Supreme Court Declines Challenge to Trump’s Steel Tariffs

A challenge to President Trump’s steel tariffs has been declined to be heard by the Supreme Court handing Trump a much-needed win.

According to Fox News:

The Supreme Court on Monday left in place President Trump’s 25 percent steel tariffs, declining to hear a challenge to the law that authorized it.

An association of steel importers and other companies argued that section 232 of the Trade Expansion Act of 1962 is unconstitutional because it was an improper delegation of power to the president that should belong to Congress.

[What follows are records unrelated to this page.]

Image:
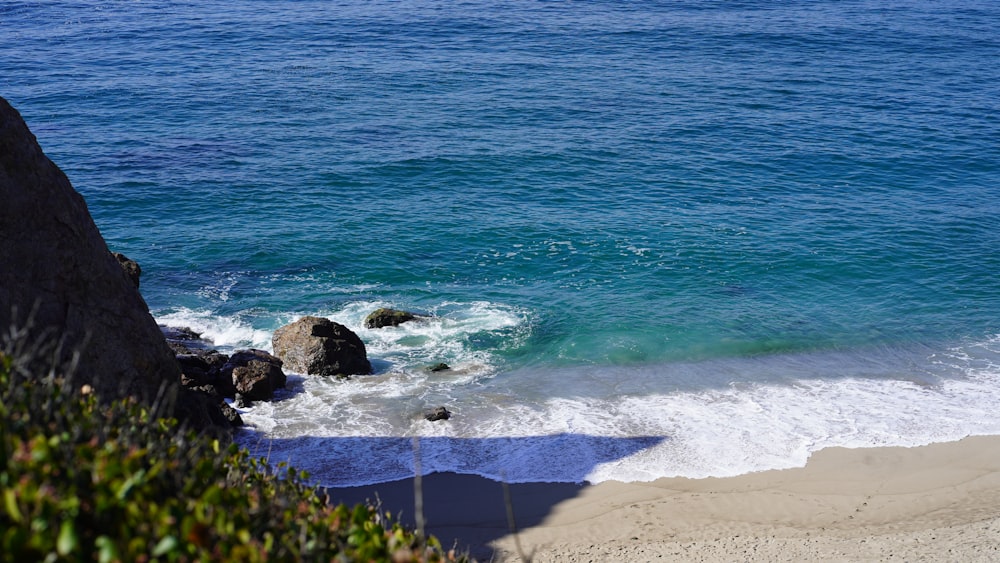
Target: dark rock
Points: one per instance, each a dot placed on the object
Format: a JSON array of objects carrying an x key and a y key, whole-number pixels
[
  {"x": 202, "y": 410},
  {"x": 232, "y": 415},
  {"x": 241, "y": 402},
  {"x": 183, "y": 340},
  {"x": 388, "y": 317},
  {"x": 439, "y": 413},
  {"x": 202, "y": 367},
  {"x": 253, "y": 373},
  {"x": 318, "y": 346},
  {"x": 131, "y": 267},
  {"x": 58, "y": 278}
]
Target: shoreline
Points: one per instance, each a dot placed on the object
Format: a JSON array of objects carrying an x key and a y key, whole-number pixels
[{"x": 939, "y": 501}]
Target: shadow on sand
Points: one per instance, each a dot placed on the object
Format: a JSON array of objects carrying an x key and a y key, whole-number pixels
[{"x": 459, "y": 506}]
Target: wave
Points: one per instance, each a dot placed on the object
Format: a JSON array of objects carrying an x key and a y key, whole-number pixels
[{"x": 711, "y": 419}]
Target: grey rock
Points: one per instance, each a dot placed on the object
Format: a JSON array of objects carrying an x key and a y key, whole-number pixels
[
  {"x": 254, "y": 374},
  {"x": 439, "y": 413},
  {"x": 388, "y": 317},
  {"x": 318, "y": 346}
]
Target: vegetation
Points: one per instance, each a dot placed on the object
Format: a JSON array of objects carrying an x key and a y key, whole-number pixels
[{"x": 86, "y": 480}]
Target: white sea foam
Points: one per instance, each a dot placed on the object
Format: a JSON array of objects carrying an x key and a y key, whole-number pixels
[
  {"x": 706, "y": 423},
  {"x": 225, "y": 332}
]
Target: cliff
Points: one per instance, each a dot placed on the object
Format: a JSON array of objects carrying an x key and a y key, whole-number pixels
[{"x": 56, "y": 268}]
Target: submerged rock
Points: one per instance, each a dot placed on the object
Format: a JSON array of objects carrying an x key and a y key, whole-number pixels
[
  {"x": 388, "y": 317},
  {"x": 254, "y": 374},
  {"x": 318, "y": 346},
  {"x": 439, "y": 413}
]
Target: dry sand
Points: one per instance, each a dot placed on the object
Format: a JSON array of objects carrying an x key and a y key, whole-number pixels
[{"x": 933, "y": 503}]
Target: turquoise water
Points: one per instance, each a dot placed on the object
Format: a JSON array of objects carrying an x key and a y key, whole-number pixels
[{"x": 741, "y": 230}]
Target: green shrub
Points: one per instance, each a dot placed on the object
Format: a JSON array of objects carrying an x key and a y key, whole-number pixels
[{"x": 86, "y": 480}]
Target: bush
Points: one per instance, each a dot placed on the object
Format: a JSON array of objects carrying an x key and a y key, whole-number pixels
[{"x": 82, "y": 479}]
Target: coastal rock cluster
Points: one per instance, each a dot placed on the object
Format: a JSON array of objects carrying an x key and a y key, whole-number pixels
[
  {"x": 318, "y": 346},
  {"x": 59, "y": 282}
]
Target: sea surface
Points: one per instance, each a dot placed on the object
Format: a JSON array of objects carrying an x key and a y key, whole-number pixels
[{"x": 658, "y": 238}]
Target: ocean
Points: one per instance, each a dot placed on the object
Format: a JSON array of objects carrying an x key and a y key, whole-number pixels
[{"x": 662, "y": 238}]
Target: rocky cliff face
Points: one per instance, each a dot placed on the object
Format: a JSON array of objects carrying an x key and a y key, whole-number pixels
[{"x": 53, "y": 261}]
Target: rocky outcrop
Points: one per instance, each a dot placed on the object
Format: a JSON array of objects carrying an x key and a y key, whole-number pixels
[
  {"x": 318, "y": 346},
  {"x": 131, "y": 267},
  {"x": 440, "y": 413},
  {"x": 389, "y": 317},
  {"x": 254, "y": 374},
  {"x": 57, "y": 274}
]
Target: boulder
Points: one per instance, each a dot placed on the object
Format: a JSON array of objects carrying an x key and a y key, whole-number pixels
[
  {"x": 439, "y": 413},
  {"x": 131, "y": 267},
  {"x": 254, "y": 374},
  {"x": 318, "y": 346},
  {"x": 59, "y": 280},
  {"x": 388, "y": 317}
]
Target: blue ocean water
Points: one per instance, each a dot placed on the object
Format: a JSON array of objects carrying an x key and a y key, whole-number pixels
[{"x": 657, "y": 238}]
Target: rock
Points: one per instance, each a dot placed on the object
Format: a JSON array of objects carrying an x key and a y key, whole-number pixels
[
  {"x": 232, "y": 415},
  {"x": 388, "y": 317},
  {"x": 439, "y": 413},
  {"x": 203, "y": 408},
  {"x": 318, "y": 346},
  {"x": 183, "y": 340},
  {"x": 58, "y": 278},
  {"x": 131, "y": 267},
  {"x": 201, "y": 367},
  {"x": 254, "y": 374}
]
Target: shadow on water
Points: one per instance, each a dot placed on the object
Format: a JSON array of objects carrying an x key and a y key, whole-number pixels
[{"x": 461, "y": 505}]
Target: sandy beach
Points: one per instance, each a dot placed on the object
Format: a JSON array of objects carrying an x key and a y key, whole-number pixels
[{"x": 933, "y": 503}]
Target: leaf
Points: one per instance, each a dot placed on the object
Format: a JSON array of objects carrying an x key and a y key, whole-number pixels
[
  {"x": 10, "y": 503},
  {"x": 165, "y": 546},
  {"x": 107, "y": 552},
  {"x": 67, "y": 538}
]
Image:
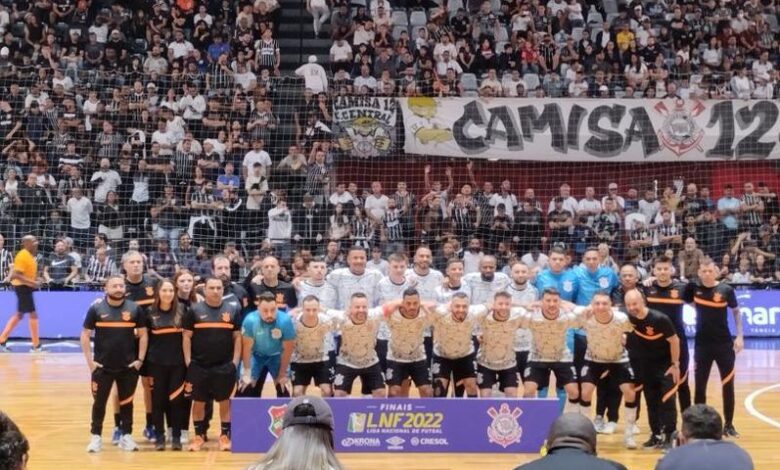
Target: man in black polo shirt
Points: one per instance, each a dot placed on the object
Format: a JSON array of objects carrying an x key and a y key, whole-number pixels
[
  {"x": 712, "y": 300},
  {"x": 268, "y": 281},
  {"x": 140, "y": 288},
  {"x": 117, "y": 359},
  {"x": 212, "y": 350},
  {"x": 666, "y": 295},
  {"x": 656, "y": 364}
]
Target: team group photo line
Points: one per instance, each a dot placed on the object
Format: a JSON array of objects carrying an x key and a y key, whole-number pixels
[{"x": 604, "y": 336}]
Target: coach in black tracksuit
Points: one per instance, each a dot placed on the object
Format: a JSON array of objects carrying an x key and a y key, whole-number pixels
[{"x": 117, "y": 359}]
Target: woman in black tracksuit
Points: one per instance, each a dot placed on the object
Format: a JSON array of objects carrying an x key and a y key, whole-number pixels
[
  {"x": 165, "y": 363},
  {"x": 184, "y": 281}
]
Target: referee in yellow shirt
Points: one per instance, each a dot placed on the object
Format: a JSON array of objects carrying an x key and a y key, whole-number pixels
[{"x": 23, "y": 280}]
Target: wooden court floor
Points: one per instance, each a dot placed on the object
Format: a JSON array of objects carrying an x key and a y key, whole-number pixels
[{"x": 48, "y": 396}]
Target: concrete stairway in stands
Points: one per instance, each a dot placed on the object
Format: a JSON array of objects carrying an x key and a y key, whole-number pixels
[{"x": 295, "y": 34}]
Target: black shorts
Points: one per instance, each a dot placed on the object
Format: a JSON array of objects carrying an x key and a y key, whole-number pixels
[
  {"x": 506, "y": 378},
  {"x": 418, "y": 371},
  {"x": 620, "y": 372},
  {"x": 205, "y": 383},
  {"x": 302, "y": 373},
  {"x": 24, "y": 299},
  {"x": 539, "y": 372},
  {"x": 459, "y": 369},
  {"x": 345, "y": 376},
  {"x": 522, "y": 363}
]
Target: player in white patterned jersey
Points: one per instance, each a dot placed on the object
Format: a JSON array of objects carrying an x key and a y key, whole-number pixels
[
  {"x": 483, "y": 285},
  {"x": 523, "y": 294},
  {"x": 391, "y": 287},
  {"x": 454, "y": 354},
  {"x": 357, "y": 356},
  {"x": 343, "y": 282},
  {"x": 453, "y": 282},
  {"x": 310, "y": 357},
  {"x": 406, "y": 351},
  {"x": 496, "y": 361},
  {"x": 549, "y": 351},
  {"x": 605, "y": 329},
  {"x": 426, "y": 280},
  {"x": 314, "y": 284}
]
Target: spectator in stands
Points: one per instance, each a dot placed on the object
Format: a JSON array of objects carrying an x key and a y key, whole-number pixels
[
  {"x": 60, "y": 269},
  {"x": 701, "y": 444}
]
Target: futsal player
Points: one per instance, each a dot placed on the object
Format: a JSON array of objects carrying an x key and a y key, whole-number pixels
[
  {"x": 140, "y": 288},
  {"x": 268, "y": 340},
  {"x": 23, "y": 280},
  {"x": 496, "y": 362},
  {"x": 310, "y": 361},
  {"x": 655, "y": 358},
  {"x": 406, "y": 358},
  {"x": 666, "y": 295},
  {"x": 605, "y": 328},
  {"x": 523, "y": 295},
  {"x": 165, "y": 364},
  {"x": 357, "y": 356},
  {"x": 117, "y": 358},
  {"x": 212, "y": 350},
  {"x": 391, "y": 287},
  {"x": 454, "y": 352},
  {"x": 550, "y": 351},
  {"x": 712, "y": 300}
]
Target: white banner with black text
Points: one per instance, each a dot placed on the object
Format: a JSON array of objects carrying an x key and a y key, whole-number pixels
[{"x": 592, "y": 130}]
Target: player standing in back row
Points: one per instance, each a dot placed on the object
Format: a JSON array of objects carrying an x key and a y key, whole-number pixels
[
  {"x": 712, "y": 300},
  {"x": 666, "y": 295},
  {"x": 23, "y": 280}
]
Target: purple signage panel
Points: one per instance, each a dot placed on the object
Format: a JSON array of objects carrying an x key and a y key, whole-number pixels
[
  {"x": 61, "y": 313},
  {"x": 408, "y": 424}
]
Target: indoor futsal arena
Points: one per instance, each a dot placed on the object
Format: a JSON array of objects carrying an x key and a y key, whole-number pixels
[{"x": 378, "y": 234}]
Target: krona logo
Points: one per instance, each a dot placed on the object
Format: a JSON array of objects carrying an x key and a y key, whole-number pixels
[
  {"x": 276, "y": 413},
  {"x": 505, "y": 430}
]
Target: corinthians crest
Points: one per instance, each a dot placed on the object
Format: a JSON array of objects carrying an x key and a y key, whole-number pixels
[
  {"x": 505, "y": 430},
  {"x": 679, "y": 132}
]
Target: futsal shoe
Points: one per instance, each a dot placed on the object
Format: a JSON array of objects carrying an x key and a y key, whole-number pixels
[
  {"x": 196, "y": 443},
  {"x": 653, "y": 442},
  {"x": 598, "y": 424},
  {"x": 609, "y": 428},
  {"x": 115, "y": 436},
  {"x": 224, "y": 443},
  {"x": 729, "y": 431},
  {"x": 127, "y": 443},
  {"x": 95, "y": 444}
]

After the U.S. Court of Appeals for the Federal Circuit ruled against them, the Supreme Court opted to let the matter end there.

“This case is an ideal vehicle for the Court to make clear that the nondelegation doctrine has continued vitality where the statute has no boundaries and Congress has delegated to the President unbridled discretion to tax imports and to impose other limitations as he sees fit,” the steel companies argued in their petition to the Supreme Court.

The appeals court and a lower court both ruled that this very issue was already decided in the 1976 case of Federal Energy Administration. v. Algonquin SNG, Inc., where the Supreme Court ruled that section 232 does not violate the nondelegation doctrine.

The exceptions to the tariffs were Canada and Mexico and Trump stated that it was his intention to protect the aluminum and steel industries while being flexible with those who are friendly with the U.S.